The 100-Day Challenges that End GBVF Collective (the multi-sectoral GBVF NSP Implementation Collaborative), designed several months ago have just been through their halfway mark. In the 100-Day Challenge journey, this was referred to as a Refuelling station. But for some teams, no refuelling was needed. The team energy was far from depleted. The team in Bloemfontein bragged that in roughly 50 days it had almost achieved the 100-Day goal It had set 50 days prior: clearing 75% of the cases in maintenance courts – an overambitious goal to start with, by all accounts!
Makhamuni Chauke, a social worker who is part of the Pillar 1 team in Sol Plaatje, declared at the Refuelling station that 100-Day Challenges are all about LOVE. She was loving the work. She was loving her colleagues. And she was loving the impact they were beginning to see and experience.
There is a buzz in the air. And many organisations working on GBVF issues are reaching out to End GBVF Collective to ask for help organising their own 100-Day Challenges: “Where can we get some guidance? How do we start.”

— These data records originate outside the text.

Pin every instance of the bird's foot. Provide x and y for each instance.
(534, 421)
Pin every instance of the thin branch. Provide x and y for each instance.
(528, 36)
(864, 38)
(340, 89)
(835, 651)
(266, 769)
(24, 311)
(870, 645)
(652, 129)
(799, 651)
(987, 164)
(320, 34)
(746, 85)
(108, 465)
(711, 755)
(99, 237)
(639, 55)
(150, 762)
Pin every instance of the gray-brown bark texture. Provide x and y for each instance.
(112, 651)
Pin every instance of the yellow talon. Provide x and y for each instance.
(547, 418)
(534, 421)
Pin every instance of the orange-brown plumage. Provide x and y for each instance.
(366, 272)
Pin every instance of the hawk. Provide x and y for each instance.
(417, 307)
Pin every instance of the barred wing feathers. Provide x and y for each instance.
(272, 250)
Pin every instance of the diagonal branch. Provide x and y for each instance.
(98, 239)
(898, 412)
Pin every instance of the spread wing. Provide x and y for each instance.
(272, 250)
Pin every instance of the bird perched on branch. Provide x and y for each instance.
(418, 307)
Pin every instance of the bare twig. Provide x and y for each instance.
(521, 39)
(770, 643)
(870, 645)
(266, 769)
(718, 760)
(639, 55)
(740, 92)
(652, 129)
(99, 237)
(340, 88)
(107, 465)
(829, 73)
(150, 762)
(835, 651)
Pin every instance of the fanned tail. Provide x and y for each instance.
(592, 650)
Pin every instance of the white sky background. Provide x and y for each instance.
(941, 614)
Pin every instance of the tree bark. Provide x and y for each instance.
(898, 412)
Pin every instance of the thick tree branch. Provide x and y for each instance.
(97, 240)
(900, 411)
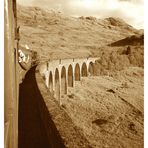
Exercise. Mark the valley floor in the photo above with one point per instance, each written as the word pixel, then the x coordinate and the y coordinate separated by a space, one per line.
pixel 109 109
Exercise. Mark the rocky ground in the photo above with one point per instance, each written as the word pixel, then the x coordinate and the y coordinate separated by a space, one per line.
pixel 107 108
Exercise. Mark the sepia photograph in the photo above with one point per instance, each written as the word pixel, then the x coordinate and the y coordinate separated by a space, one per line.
pixel 74 73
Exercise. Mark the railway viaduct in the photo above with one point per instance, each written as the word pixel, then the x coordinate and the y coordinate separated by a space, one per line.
pixel 61 74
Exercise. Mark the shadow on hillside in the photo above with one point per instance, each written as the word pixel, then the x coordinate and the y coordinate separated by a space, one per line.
pixel 31 131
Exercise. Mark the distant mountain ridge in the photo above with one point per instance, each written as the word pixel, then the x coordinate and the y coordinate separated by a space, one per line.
pixel 53 34
pixel 134 40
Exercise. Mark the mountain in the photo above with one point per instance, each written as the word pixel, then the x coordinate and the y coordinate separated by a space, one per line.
pixel 54 35
pixel 134 40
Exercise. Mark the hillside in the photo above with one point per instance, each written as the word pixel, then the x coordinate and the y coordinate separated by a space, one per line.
pixel 108 107
pixel 55 35
pixel 134 40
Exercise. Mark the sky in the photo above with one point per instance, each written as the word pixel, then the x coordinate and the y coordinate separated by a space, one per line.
pixel 131 11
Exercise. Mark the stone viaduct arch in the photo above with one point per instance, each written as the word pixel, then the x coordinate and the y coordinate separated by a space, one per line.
pixel 57 84
pixel 50 82
pixel 77 72
pixel 84 70
pixel 63 81
pixel 70 76
pixel 61 74
pixel 91 69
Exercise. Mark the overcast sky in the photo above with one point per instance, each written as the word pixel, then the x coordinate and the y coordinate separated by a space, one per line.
pixel 132 11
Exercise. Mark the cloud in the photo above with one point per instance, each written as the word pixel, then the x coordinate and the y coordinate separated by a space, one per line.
pixel 129 10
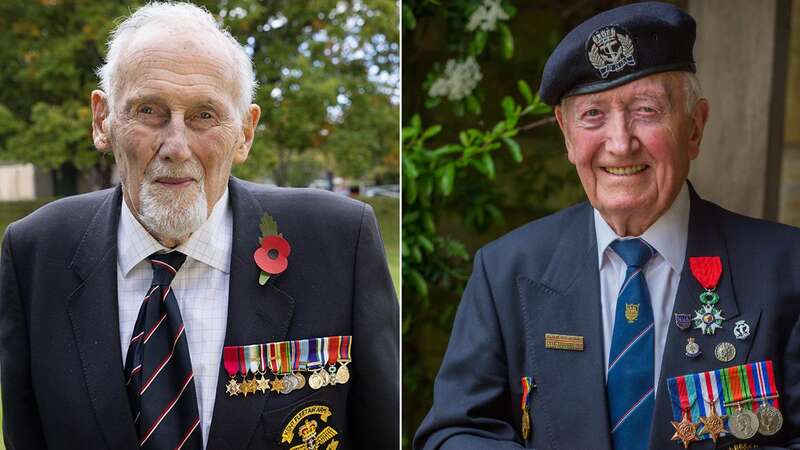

It is a pivotal moment in the trajectory of this work in South Africa. The work could grow and transform the way society tackles the GBVF epidemic. Or it could fizzle out as every short-term project begins to be referred to as a 100-Day Challenge, and fewer and fewer of these produce the hoped-for impact.
It is worth pausing and reflecting on the essence of 100-Day Challenge work: What makes it so powerful as a catalyst for collaboration, for trying new ideas, for persistence, and even for love in action?
One of the moments that stands out for me in two decades of social impact 100-Day Challenge work took place in Nicaragua. This was the first time I was asked by a team leader at the World Bank to introduce 100-Day Challenges in one of the multi-year World Bank agriculture projects. Six 100-Day Challenges were launched. They were hugely successful. We gathered 100 days after the launch to listen to the teams describe what they had achieved and what they had learned.
An old farmer, one of the team members, was sitting in the back of the room. It was a large hall with more than 100 people in it. Others were chiming in with their testimonials and elaborations. The farmer remained quiet. I recall his straw hat, the occasional glint in his eye, and the hint of a smile on his weathered face. On an impulse, I turned to the farmer and I said: “You have been very quiet. We would love to get your perspective on the past 100 days”.
The hall was dead silent while the farmer gathered his thoughts: “I have been a farmer for the past 40 years. And my father was a farmer before me. Over the years, many from the Government and all kinds of other agencies came to give us advice and to tell us what we needed to do to improve our productivity. This was the first time someone asked ME what I wanted to do!”
I carry this moment with me in all 100-Day Challenge work. It is a reminder of the power that can be unleashed when those closest to problems feel the agency to solve them.
The hardest – and the most gratifying – part of 100-Day Challenge work is to create the conditions that enable people closest to the problem to genuinely feel this agency. To feel trusted. To feel seen. To feel respected.
Many of us feel disenfranchised in our work. We get used to being told what to do. Finding our voice is liberating. And 100-Day Challenge work, in large part, is about helping each person involved find their voice. This is why people involved go the extra mile without additional incentives. This is why some team members cry when the 100-Day Challenges end. This is why when Makhamuni, the team member from Sol Plaatje said this work is about love, it was not shocking to anyone who was involved.
As we move into the next phase of this work, we need to keep this principle in mind. And we need to design this – and a few other principles – into the way we organise 100-Day Challenges. This will ensure that these projects do not become an empty shell that has the form of 100-Day Challenges, but not the soul.
When these initial GBVF NSP 100-Day Challenges safely land after their journeys of exploration and impact, we will be creating strategies for scaling this work. This will include different types of 100-Day Challenges, peer learning laboratories, policy forums, and a host of other elements of a national campaign that mobilises the local teams in every district and municipality of South Africa.
There will be training workshops and learning platforms for 100-Day Challenge Ambassadors. For local leaders, for 100-Day Challenge team members. Some for people trying their hand at 100-Day Challenges for the first time. Some for veterans of the 100-Day Challenge experience.
As we do all of this, let us keep in mind the story of the Nicaraguan farmer sitting in the back of the room. It’ll help us protect the soul of the 100-Day Challenge work by preserving its integrity.